The National Consumer Disputes Redressal Commission (NCDRC) has asked Greenbay Infrastructure Pvt Ltd to refund Rs1.20 crore along with interest at a rate of 9% to the buyer for failing to hand over possession of a developed plot of land. Interestingly, in this case, the buyer filed but later withdrew her complaint from Uttar Pradesh Real Estate Regulatory Authority (UP RERA) and preferred NCDRC.

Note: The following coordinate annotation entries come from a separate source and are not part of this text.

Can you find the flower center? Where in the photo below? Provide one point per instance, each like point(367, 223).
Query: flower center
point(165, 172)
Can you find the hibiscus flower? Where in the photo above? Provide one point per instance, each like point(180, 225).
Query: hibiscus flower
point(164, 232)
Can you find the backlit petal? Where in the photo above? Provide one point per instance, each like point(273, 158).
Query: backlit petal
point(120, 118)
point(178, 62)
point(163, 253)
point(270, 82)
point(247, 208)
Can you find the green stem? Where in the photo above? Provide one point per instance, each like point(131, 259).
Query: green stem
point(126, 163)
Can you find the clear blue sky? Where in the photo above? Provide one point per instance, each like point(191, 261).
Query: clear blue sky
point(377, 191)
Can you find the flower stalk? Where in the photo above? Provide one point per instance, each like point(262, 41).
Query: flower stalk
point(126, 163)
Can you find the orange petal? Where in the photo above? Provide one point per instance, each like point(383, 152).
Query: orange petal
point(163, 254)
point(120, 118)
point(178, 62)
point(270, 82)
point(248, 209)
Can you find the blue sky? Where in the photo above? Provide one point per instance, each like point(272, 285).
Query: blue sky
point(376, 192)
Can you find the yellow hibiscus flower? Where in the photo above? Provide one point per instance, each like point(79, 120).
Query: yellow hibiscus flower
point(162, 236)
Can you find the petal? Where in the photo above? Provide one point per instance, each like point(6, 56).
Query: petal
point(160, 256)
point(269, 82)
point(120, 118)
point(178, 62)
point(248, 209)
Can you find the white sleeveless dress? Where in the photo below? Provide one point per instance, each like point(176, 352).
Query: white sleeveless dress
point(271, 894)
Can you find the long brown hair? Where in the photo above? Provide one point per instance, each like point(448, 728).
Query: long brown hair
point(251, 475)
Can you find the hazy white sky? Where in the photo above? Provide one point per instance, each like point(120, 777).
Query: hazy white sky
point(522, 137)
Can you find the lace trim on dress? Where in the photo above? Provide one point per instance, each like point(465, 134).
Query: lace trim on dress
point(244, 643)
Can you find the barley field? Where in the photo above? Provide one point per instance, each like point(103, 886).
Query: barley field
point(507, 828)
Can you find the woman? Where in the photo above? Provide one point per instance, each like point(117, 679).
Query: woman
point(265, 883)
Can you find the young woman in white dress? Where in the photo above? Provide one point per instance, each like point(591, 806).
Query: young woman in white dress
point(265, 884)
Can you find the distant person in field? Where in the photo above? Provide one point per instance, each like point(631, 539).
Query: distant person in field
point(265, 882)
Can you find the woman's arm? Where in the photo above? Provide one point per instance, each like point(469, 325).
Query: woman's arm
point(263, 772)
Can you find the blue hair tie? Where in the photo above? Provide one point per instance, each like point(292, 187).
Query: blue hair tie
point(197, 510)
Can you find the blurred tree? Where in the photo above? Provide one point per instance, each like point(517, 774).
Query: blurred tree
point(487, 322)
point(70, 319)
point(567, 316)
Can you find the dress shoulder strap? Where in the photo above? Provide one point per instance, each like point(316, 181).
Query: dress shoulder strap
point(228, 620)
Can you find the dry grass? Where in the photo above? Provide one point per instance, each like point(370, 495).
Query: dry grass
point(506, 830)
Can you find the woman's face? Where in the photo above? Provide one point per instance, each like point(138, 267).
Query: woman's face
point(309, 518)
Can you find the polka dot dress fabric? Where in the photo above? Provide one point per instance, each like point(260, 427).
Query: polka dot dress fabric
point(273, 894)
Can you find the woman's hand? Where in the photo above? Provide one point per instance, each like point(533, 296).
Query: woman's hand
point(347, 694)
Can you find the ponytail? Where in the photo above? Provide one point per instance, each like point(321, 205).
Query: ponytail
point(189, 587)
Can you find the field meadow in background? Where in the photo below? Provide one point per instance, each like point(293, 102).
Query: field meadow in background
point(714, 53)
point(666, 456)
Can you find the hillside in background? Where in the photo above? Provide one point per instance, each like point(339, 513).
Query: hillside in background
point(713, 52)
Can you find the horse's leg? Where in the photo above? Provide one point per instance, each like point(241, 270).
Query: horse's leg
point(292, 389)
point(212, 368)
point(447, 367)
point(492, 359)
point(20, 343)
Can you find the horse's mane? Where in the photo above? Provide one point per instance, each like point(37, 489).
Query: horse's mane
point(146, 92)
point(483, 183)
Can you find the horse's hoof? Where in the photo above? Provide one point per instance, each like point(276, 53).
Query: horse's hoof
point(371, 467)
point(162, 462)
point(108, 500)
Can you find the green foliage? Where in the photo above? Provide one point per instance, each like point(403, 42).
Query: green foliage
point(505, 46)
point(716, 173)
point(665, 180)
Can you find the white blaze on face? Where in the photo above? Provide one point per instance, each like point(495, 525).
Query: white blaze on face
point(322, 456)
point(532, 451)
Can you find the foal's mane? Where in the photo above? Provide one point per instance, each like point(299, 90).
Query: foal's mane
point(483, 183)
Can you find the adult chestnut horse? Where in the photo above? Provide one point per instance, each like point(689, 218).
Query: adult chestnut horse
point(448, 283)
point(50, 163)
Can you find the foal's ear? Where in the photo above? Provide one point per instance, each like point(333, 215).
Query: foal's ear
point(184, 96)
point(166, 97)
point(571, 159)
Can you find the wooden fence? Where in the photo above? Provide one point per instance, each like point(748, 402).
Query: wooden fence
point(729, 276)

In an order issued earlier this month, the bench of Justice Ram Surat Ram Maurya (presiding member) and Dr Inder Jit Singh (member) says, "The complainant booked the plot, in this project on 28 March 2012 and deposited Rs1.20 crore between 28 March 2012 to 4 September 2015. However, due to interim orders passed by Allahabad High Court, in various writ petitions filed by the farmers, no progress in the project has been done. There is no possibility that the developer would be able to hand over possession of the developed plot allotted to the complainant in near future. The opposite party is directed to refund the entire amount deposited by the complainant with interest at 9% per annum, from the date of respective deposit till the date of refund, within a period of two months from the date of this judgment."
During the hearing, the bench also reiterated that consumer foras can decide 'unfair trade practice', which it says is pari materia with the definition of fraud.
"In the present case, the complainant purchased a residential plot in the development project of the opposite parties. It is not a simple sale of immovable property but linked with services of development as promised by the opposite party, which is covered in the definition of 'service' as defined under Consumer Protection Act, 1986. So far as the arbitration clause in the confirmation is concerned, Arbitration and Conciliation Act, 1996 does not exclude jurisdiction of consumer foras," the NCDRC says.
In 2012, one Madhu Chhibber booked a plot in Greenbay Golf Village project launched by Greenbay Infrastructure, a special purpose vehicle (SPV) of Orris Infrastructure Pvt Ltd. She was allotted plot no71 in block B, with a super area of 500 sq yards and also received a confirmation letter from the developer providing 18 months for delivery of possession with a grace period of 90 days. Ms Chhibber completed her entire plot payment by 4 September 2015.
The due date of possession, including the grace period, expired on 16 April 2014. When asked, the developer told her that road work was completed and possession would be delivered soon. However, no possession was handed over to her. After sending emails and letters, and receiving similar replies from Greenbay Infrastructure, Ms Chhibber visited the site. She found that there was no development at all. On inquiry, she came to know that an area on 35,329.97 sq mtrs of the project land was under dispute with some farmers, who were original owners, due to which, the developer was not able to proceed with any development work over part of the project land.
Ms Chhibber then filed a complaint before RERA in UP seeking a refund of her amount, along with other consequential reliefs, in which the notice was issued to the developers. The developer then issued a letter on 4 November 2017, informing that the letter dated 18 October 2017 was erroneously issued. Ms Chhibber then on 12 November 2017, gave a letter to the developer for a refund. In spite of the service of this letter, Greenbay Infrastructure did not respond. She then filed a withdrawal application on 7 March 2018 before RERA and filed a complaint against the developer in NCDRC alleging a deficiency in service.
During the hearing, Greenbay Infrastructure submitted that on 17 February 201, Yamuna Expressway Industrial Development Authority had allotted the land of plot noTS-6 in sector-22-D at Noida to the company. While the lease deed was executed on 28 March 2012, actual possession of the land could not be handed over due to the farmer's agitation and interim orders passed by Allahabad High Court, in various writ petitions filed by the farmers. Due to prevalent force majeure, the development work was delayed.
"The complainant (Ms Chhibber) invested money in this project, knowing entire facts. Possession over the plot in dispute cannot be given, during continuance of interim orders passed by HC. The complainant is not a consumer rather investor and the complaint is not maintainable, confirmation agreement contains an arbitration clause as such the complainant be relegated to go before arbitrator and in the allegation of fraud has been made, which can only be adjudicated by civil court, are also raised," Greenbay Infrastructure contended.
After considering the arguments of the counsel for the parties and examining the records, the NCDRC stated, "The preliminary objections have no force. The opposite party did not file any evidence to prove that the complainant was purchasing and selling immovable property. A consumer forum is an alternate forum, established under the Consumer Protection Act, to discharge the function of a civil court. The argument that the complicated question of fact cannot be decided by the Forum, has been specifically rejected by the Supreme Court in paragraph-12 in Dr JJ Merchant vs Shrinath Chaturvedi (2002) 6 SCC 635."
The bench then directed the developer to refund, within two months, the entire amount of Rs1.20 crore paid by Ms Chhibber, with an interest of 9% per annum, from the date of deposit till the date of refund.